The PATS has the ability to extract various types of roads, but, at the same time, its performance varies considerably with images. The highest completeness occurs on the SAR image; the highest efficiency appears on the QuickBird image; and the smallest RMSE arises on the DMC image. On the other side, the lowest efficiency occurs on the SAR image, and the lowest completeness and largest RMSE appear on the SPOT5 image. As a mater of fact, the completeness and the geometrical accuracy of PATS are roughly equivalent to template matching method on the IKONOS and QuickBird images, compared to its relatively lower efficiency than the latter. Additionally, the PATS has higher completeness, lower efficiency and larger RMSE than the interlaced template matching algorithm for the DMC image test.
Interlaced template matching is proposed to extract the roads with lane markings or continuous centerlines such as highways. In fact, it not only can trace its preferred roads, but it also can extract the roads with strips of vegetations or bar-shaped features such as rails on the railroads, which is an unexpected bonus. Moreover, it is not sensitive to the dense occlusions of vehicles and tree shadows, which results in a fast tracking speed with high geometrical accuracy when it operates. In fact, its unpleasing performance on the SAR image further suggests that existing step-by-step tracking is more preponderant for smooth and curving long ribbon roads than for straight roads.
The combination strategy can extract most of the roads from the above images except the SAR image with acceptable efficiency and spatial accuracy. Particularly, the time saving reaches approximately 21% for the DMC image and approximately 33% for the QuickBird image, which can be transferred into an enhanced economic productivity in the future. Considering the potential of performance optimization of the algorithms and implementation as multiple-thread program, the result is promising.

3.3. Discussion

As can be seen, each road tracker has its preferred types of roads. For example, highways are favored by the interlaced template matching method, even though the surfaces of the highways may be seriously occluded by vehicles; while avenues with a few tree shadows may be traced better by the PATS on the DMC image. In fact, the combination strategy is aimed to extract each road with an optimal road tracker, which indicates its advantages from the above experiment results. However, the road trackers mentioned in this paper is not an exhaustive list.
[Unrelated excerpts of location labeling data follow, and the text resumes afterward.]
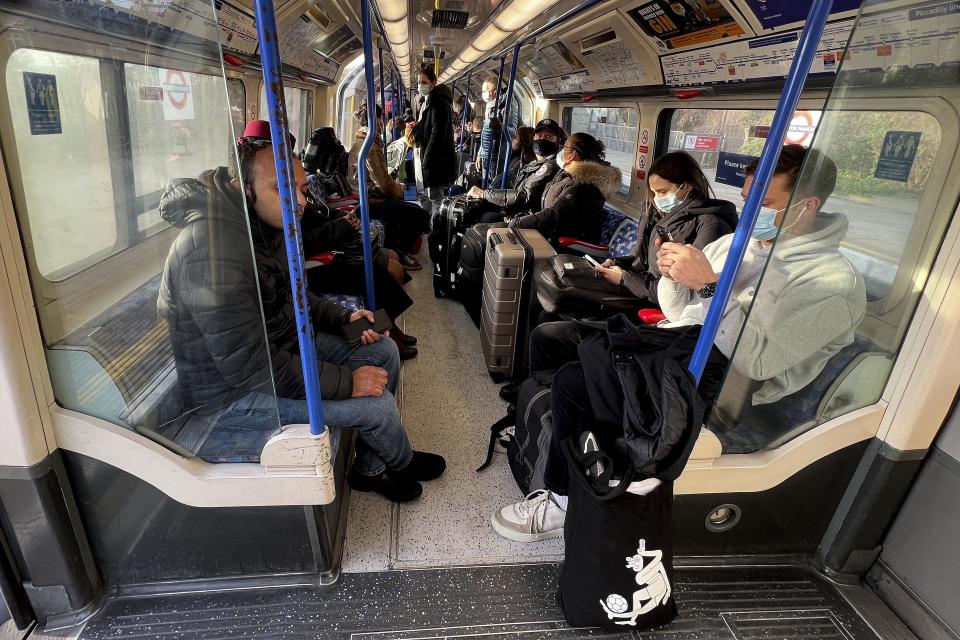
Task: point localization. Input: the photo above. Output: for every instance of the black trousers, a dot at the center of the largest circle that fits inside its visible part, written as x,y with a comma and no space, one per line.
347,278
553,345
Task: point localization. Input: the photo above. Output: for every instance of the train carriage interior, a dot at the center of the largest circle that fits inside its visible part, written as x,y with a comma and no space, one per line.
825,507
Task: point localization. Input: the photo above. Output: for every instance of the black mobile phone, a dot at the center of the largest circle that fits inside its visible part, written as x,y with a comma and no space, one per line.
354,330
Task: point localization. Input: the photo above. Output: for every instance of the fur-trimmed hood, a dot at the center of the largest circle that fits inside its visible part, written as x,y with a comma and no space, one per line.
604,177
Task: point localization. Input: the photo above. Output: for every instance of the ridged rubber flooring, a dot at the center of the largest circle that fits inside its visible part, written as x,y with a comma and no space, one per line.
489,603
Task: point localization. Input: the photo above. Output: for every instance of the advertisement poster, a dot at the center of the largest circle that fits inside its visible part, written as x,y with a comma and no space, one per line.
43,105
675,24
897,154
778,13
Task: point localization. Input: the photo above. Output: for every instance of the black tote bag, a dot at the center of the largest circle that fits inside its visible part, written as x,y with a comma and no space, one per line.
618,566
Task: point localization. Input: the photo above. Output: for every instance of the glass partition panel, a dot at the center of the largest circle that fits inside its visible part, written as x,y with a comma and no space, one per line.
141,257
299,111
616,127
857,239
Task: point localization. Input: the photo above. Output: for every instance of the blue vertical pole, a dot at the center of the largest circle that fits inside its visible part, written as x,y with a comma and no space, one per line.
289,203
365,150
506,114
466,105
799,68
394,101
383,101
496,102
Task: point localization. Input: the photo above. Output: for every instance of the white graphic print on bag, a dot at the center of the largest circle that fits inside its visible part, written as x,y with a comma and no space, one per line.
654,587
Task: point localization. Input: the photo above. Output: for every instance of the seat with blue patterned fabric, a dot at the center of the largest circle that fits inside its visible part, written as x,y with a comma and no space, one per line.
618,236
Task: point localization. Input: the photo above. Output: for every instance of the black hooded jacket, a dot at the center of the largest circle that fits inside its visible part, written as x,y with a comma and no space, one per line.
530,183
573,200
434,136
698,222
210,300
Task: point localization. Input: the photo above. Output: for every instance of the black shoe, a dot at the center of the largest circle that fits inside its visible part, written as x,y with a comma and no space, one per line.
393,488
423,466
406,353
402,338
510,391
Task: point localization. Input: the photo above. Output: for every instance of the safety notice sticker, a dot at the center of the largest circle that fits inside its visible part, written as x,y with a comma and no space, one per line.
897,155
43,104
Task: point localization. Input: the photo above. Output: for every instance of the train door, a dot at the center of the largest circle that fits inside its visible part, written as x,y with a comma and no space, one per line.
112,478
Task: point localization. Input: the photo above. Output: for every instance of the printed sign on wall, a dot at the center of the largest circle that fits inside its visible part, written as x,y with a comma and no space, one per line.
43,104
732,168
675,24
897,154
177,95
777,13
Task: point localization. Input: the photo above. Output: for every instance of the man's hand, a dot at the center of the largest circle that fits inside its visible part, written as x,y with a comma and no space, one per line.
369,336
611,273
685,264
369,381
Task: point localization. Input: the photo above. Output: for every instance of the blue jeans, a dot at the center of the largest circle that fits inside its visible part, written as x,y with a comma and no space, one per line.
382,442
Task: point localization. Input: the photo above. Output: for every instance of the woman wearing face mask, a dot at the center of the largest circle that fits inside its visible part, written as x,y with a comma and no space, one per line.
680,205
572,204
531,179
433,135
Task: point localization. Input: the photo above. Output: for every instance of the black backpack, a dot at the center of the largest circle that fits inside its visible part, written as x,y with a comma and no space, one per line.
526,431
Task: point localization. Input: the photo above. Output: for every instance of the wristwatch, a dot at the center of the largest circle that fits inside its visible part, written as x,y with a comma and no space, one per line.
707,290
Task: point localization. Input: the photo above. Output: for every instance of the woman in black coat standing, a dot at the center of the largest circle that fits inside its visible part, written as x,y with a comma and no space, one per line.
433,136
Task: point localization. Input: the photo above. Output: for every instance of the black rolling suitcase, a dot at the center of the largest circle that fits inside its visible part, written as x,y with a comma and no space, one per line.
452,218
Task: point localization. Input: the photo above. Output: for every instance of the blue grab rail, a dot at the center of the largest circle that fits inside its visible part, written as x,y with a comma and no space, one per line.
799,68
283,159
496,101
513,73
383,100
365,150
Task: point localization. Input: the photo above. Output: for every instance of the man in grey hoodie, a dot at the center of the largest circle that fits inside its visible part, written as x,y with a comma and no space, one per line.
811,298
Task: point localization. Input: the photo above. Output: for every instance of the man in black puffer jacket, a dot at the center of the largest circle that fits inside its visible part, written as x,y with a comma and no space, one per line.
231,319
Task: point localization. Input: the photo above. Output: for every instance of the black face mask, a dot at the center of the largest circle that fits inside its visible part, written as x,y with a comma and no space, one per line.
544,148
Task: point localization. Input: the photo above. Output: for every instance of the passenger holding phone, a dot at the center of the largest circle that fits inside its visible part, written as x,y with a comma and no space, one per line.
680,210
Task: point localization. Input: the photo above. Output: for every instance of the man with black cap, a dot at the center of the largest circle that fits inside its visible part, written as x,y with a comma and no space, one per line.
531,180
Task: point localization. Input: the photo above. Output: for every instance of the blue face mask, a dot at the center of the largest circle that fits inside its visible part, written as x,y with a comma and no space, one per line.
766,225
667,203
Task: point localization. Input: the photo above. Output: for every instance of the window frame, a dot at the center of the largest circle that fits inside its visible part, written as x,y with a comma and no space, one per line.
567,107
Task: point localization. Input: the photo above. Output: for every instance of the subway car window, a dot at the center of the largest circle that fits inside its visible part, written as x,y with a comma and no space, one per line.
129,352
858,235
616,127
75,223
724,141
299,111
171,138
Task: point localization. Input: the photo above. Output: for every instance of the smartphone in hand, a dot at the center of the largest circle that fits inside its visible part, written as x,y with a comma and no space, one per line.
354,330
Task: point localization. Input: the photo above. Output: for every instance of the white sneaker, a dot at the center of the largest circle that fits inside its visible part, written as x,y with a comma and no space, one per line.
536,517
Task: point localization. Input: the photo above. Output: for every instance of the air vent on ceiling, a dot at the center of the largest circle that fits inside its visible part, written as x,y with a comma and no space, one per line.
319,17
450,15
598,39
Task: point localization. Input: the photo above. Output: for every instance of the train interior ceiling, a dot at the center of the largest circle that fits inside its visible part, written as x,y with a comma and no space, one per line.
828,513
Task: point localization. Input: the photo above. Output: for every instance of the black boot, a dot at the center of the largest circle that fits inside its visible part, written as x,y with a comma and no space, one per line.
391,487
510,391
423,466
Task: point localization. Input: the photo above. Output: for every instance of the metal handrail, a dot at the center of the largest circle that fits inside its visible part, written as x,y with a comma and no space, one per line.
516,60
368,142
799,69
496,101
283,160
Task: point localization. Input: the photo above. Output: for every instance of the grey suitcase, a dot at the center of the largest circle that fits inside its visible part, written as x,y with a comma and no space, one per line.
507,287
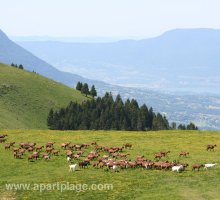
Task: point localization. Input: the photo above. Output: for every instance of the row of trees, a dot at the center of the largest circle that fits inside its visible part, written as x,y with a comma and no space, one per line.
190,126
84,88
105,113
17,66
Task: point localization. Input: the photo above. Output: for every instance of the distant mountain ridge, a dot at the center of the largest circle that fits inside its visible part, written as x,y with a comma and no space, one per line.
204,110
10,52
26,98
184,60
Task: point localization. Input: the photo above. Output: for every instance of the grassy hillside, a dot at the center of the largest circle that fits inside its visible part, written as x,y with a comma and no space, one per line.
26,97
128,183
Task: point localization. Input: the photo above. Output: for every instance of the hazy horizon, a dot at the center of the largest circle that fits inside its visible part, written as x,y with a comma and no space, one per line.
108,19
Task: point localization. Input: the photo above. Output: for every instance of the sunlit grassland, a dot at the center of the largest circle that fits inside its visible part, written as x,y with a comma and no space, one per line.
127,184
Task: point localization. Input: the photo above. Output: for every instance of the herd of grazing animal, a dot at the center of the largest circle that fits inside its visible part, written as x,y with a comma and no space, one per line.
112,158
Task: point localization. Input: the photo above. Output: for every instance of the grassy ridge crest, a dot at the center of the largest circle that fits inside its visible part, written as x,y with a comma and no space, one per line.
26,98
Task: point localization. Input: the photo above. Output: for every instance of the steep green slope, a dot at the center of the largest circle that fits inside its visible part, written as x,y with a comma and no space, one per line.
26,98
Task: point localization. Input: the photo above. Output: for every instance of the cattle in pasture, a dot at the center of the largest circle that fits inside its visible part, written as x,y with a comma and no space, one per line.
209,166
72,167
211,147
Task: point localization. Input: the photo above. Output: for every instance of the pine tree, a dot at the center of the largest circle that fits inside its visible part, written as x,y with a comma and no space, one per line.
93,91
85,89
79,86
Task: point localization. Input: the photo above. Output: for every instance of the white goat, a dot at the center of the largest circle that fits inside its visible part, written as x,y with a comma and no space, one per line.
208,166
72,167
177,168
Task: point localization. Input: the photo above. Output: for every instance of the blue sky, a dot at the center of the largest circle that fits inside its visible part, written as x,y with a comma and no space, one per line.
105,18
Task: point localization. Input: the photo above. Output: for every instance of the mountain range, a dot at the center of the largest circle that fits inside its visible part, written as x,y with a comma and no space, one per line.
202,109
182,60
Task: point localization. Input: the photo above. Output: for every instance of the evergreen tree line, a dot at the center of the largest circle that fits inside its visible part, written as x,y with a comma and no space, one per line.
17,66
105,113
84,88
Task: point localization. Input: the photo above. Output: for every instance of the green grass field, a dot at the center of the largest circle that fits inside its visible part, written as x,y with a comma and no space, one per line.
26,98
128,183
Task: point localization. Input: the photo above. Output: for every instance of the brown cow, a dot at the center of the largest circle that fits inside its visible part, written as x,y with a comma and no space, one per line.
211,147
183,153
197,166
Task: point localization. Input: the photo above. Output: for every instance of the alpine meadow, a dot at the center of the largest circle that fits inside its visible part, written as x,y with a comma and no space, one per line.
110,100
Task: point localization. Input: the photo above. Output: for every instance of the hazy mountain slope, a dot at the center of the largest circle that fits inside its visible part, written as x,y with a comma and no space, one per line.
26,98
178,60
10,52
For instance, a new road tracker is needed for the fast extraction of the straight roads, and new approaches are demanded to detect and depict the various types of road junctions or crossings, which will produce a more advanced combination strategy than current one.
On the other hand, the performance of a road tracker is greatly influenced by the GSD of an image. For example, profile matching method has a higher efficiency than the interlaced template matching one in extraction of the highways from the IKONOS image, but it is not a case for the QuickBird image, because the highways on the former image has less vehicles than the latter. Unfortunately, the profile matching approach is not suitable to extract the highway from the DMC image at all, which has a very dense traffic on road surfaces [see Figure 8(e)]. A similar phenomenon occurs for the rectangular template matching algorithm. In this sense, in this paper each road tracker has its preferred GSD. Particularly, the GSD from 1 m pixel- to 0.61 m pixel- is favored for profile matching, from 1 m pixel- to 0.3 m pixel- for rectangular template matching, from 1 m pixel- to 0.2 m pixel- for PATS, from 1 m pixel- to 0.2 m pixel- for interlaced template matching method.
Additionally, complex road scenes can cause frequent tracking failures, requiring more human interactions, which significantly decreases the tracker's efficiency. As for the IKONOS image, the profile matching can track approximately 51 pixels per second, while the interlaced template matching can follow approximately 65 pixels per second. However, theoretically the speed of former should be higher than the latter considering both of the complexity of the algorithm and computing magnitude. As a mater of fact, the low efficiency is deduced by the irregular appearances of the vehicles, shadow of trees and building, junctions or crossings, etc.
Despite the consideration of decreasing the influences of the above noises for interlace template matching algorithm and PATS, large shadows of high buildings and junctions are still barriers for road tracking, especially in urban areas. In addition, currently there is no method which can more efficiently extract the straight ribbon roads with many disturbances than manual plotting, which is also one of the major reasons that decrease the overall efficiency of the combination strategy.

4. Conclusions

This paper presents a semi-automatic system for road tracking. The system adopts a new combination strategy to extract the road networks. Particularly, the interlaced template matching, the profile matching, the rectangular template matching, and the PATS methods are adaptively selected based on the initialization information. At the same time, a human operator is retained in the tracking process to supervise the extracted trajectory, to response to the program's prompts. Extensive experiments are performed to extract roads from aerial/satellite imagery including optical imagery and Synthetic Aperture Radar (SAR) data. The results show that the combination of multiple road trackers can more reliably and more efficiently extract most of the main roads than each individual tracker, which has significant practical applications. The current limits of our scheme are that it can't deal well with road junctions or crossings, and shadows of high buildings, and it needs a novel method to extract straight ribbon roads. Future work will also include the optimization of the algorithms to speed up the calculations.

Acknowledgments

The authors are grateful for the constructive and valuable comments from the two anonymous reviewers, which led to a significant improvement to this paper. This research was funded by the National Key Basic Research and Develop Program under Grant 20006CB701303 and the Project for Young Scientist Fund sponsored by the Natural Science Foundations of China under Grant 40401037. The authors would like to thank Dr. Rui Zhang and Mr. Shiyong Cui for their inspiration, and Dr. Zhang Wang for his encouragement.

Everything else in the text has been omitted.